GregDz11 writes to inform us that Canada's three main wireless companies will be launching a service that allows customers to send, request, and receive money via their mobile phones. "The service, called Zoompass, will be managed by Enstream, a joint venture the three carriers first established in 2005, when it was called Wireless Payment Services, to investigate the potential of mobile commerce. [...] Money can be drawn from an account the user sets up or from their credit card. Each withdrawal will cost 50 cents from the account, or 3.5 per cent of the transaction if from a credit card. (As a result, sending dollar amounts under $15 are actually cheaper to do using a credit card.)"

5 of 107 comments (clear)

  1. mobile is where it's at by stoolpigeon · · Score: 3, Insightful

    some day I'm going to try to explain to my grandkids about how we carried around computers that needed their own bags, that weighed 'pounds!' and they'll laugh at something so absurd.

    --
    It's hard to believe that's how Micronians are made.
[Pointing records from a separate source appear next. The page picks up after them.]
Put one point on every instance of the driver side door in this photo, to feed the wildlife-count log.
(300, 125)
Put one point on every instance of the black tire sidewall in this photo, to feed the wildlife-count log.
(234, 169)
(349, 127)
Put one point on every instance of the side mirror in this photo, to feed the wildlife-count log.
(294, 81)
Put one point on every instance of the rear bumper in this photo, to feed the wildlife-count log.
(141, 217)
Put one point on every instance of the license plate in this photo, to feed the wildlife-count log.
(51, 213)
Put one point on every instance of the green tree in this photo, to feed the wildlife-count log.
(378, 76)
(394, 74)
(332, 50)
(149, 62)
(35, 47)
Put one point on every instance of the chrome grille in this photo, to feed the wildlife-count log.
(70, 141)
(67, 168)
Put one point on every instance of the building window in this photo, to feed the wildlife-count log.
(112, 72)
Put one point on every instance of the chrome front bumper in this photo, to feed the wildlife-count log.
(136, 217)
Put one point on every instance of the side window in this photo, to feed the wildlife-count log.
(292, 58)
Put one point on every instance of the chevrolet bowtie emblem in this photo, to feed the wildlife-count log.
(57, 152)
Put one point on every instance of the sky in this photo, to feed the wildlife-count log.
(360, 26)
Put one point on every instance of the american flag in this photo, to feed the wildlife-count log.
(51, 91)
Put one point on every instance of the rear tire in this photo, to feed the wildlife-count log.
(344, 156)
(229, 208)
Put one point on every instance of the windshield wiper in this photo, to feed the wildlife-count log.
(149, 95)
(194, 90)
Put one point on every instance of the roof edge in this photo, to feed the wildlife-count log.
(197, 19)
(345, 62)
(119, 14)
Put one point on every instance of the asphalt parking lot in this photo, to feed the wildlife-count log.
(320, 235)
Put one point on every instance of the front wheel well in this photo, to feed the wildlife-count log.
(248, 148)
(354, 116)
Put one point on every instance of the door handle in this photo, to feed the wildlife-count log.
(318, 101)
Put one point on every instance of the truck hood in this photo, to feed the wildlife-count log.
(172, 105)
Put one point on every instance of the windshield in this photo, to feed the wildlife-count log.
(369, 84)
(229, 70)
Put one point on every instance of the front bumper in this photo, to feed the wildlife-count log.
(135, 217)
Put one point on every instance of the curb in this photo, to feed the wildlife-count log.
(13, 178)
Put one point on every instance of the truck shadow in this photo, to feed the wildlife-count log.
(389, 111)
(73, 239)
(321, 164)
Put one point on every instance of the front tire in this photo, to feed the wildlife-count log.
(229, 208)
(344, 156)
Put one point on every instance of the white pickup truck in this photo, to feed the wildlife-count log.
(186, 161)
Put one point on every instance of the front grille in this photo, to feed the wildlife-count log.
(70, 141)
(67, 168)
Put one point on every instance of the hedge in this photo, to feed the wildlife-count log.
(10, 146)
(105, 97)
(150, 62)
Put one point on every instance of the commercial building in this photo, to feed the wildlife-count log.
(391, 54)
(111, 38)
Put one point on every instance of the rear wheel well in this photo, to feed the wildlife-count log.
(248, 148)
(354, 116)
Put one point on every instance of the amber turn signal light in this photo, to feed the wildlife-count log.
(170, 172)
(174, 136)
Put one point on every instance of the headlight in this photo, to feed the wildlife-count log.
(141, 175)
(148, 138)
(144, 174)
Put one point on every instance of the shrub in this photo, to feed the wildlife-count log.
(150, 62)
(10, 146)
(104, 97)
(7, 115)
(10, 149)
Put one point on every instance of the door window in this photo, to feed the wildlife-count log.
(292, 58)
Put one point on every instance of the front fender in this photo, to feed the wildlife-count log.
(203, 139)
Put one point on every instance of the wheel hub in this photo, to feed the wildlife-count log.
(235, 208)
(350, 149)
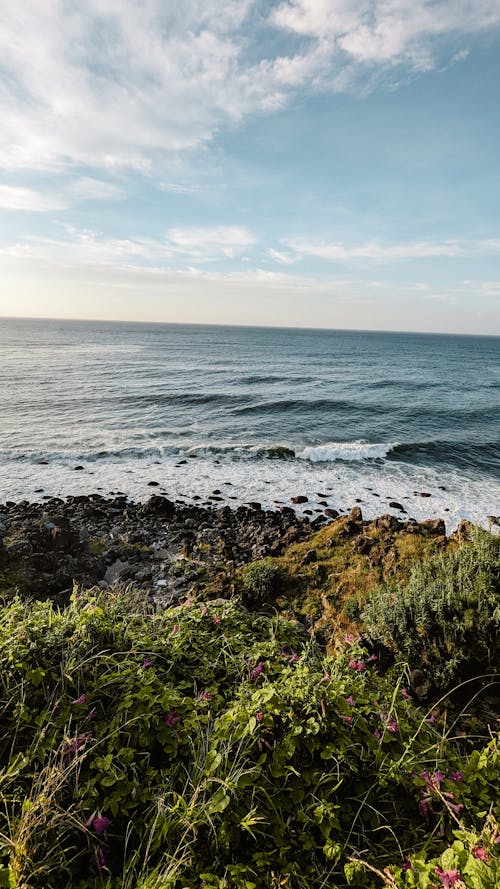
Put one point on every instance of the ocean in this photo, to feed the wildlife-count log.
(254, 414)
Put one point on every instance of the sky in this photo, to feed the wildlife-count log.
(317, 163)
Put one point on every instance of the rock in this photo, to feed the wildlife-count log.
(395, 505)
(434, 527)
(332, 513)
(117, 571)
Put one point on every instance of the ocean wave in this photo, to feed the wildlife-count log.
(352, 451)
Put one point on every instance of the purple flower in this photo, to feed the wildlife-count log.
(255, 673)
(448, 877)
(98, 858)
(99, 823)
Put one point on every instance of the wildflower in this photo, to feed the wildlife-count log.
(391, 723)
(448, 877)
(255, 673)
(98, 823)
(98, 858)
(78, 742)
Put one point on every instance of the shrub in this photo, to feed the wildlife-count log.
(445, 620)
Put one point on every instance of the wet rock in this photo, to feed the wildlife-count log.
(395, 505)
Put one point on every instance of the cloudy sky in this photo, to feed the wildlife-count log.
(324, 163)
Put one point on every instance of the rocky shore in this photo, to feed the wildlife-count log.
(171, 549)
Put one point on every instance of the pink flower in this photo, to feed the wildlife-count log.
(448, 877)
(99, 823)
(98, 858)
(255, 673)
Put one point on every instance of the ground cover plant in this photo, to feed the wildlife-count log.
(210, 746)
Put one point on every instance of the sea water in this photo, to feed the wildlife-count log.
(257, 414)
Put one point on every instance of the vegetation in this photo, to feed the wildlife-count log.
(446, 619)
(210, 746)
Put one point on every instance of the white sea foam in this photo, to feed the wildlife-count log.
(352, 451)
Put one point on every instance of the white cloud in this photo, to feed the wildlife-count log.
(18, 198)
(374, 251)
(111, 84)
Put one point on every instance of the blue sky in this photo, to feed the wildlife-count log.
(324, 163)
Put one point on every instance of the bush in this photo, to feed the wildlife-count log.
(445, 620)
(261, 580)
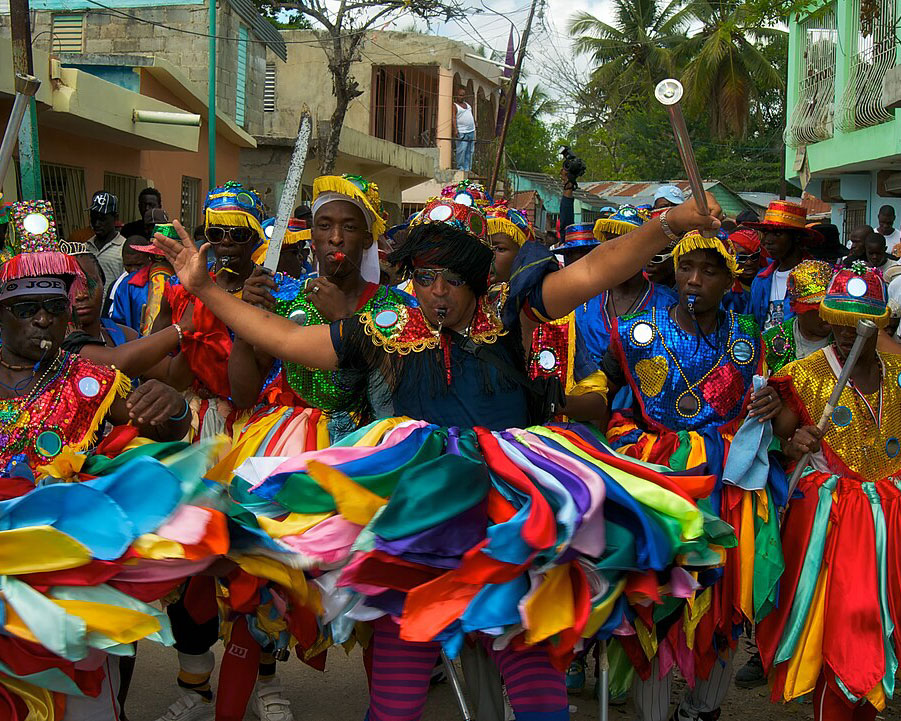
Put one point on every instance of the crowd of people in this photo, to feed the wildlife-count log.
(447, 435)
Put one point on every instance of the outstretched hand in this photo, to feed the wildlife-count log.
(188, 261)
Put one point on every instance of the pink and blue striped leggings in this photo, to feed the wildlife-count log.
(401, 671)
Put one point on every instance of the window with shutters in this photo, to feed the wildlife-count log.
(67, 33)
(241, 75)
(269, 89)
(190, 201)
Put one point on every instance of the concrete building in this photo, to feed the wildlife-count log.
(843, 134)
(98, 65)
(397, 133)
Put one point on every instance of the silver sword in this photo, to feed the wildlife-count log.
(26, 87)
(289, 193)
(669, 93)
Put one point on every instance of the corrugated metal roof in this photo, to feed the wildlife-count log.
(261, 27)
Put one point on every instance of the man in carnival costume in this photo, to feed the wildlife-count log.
(785, 239)
(688, 373)
(806, 332)
(233, 216)
(835, 632)
(455, 359)
(53, 407)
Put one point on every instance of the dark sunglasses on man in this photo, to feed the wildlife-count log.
(25, 309)
(239, 234)
(426, 276)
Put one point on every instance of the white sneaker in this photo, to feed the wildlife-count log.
(270, 703)
(189, 707)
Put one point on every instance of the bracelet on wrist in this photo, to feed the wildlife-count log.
(666, 228)
(182, 415)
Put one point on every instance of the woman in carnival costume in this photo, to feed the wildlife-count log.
(835, 631)
(75, 566)
(422, 565)
(689, 374)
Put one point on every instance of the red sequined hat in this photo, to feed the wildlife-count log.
(471, 220)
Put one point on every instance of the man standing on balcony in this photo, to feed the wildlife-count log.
(464, 126)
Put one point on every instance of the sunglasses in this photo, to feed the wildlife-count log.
(29, 308)
(426, 276)
(239, 234)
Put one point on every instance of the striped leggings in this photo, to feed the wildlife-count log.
(401, 671)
Why don't we see it right now by having you both kiss one another?
    1. Re:mobile is where it's at by chebucto · · Score: 3, Insightful

      Bah!

      http://www-03.ibm.com/systems/z/

      Computers have entered new niches over time, but no format has ever gone out of use. Mainframes are still around, as are minicomputers, workstations, desktops, laptops, and subnotebooks. Even smartphones aren't anything terribly new, being just a combination of PDAs and cell phones.

      Rather, I think people will look back at our time and laugh at us for thinking that portable computers with full-sized keyboards would ever fall out of use :)

      --
      The English word fart is one of the oldest words in the English vocabulary.
  2. Overpriced by Bradmont · · Score: 5, Insightful

    Why would you pay $.50 to use this when transactions on credit cards and (some) debit cards are free?

  3. Trust issues... by greed · · Score: 5, Insightful

    I'm having trouble thinking of an organization I trust less than Canada's telecoms companies to handle my money.

    Has Bell figured out how to deal with incorrect direct payment transactions? When it happened to me, I had to have my bank block all transactions originated from Bell. Bell couldn't figure out how to identify the account making the bad transactions on their own--they actually needed the "payment refused" bounces from the bank. (They've got check-digits on account numbers now, but can they fix a problem from their end yet?)

    A friend on Roger's discovered his phone had been cloned. The Roger's people thought that there was nothing odd about his phone being used in Toronto and in south Florida at the very same time. (The small claims judge did think that was odd.)

  4. Usual 2 problems: by Seth+Kriticos · · Score: 3, Insightful

    1. They are too greedy and don't realise that only very few people would use the service at this rates, which effectively ruins the economy of scale calculations.

    2. You can't limit the debt you get, which increases the loss in cases of fraud. This should work like pre paid cards where loss is limited.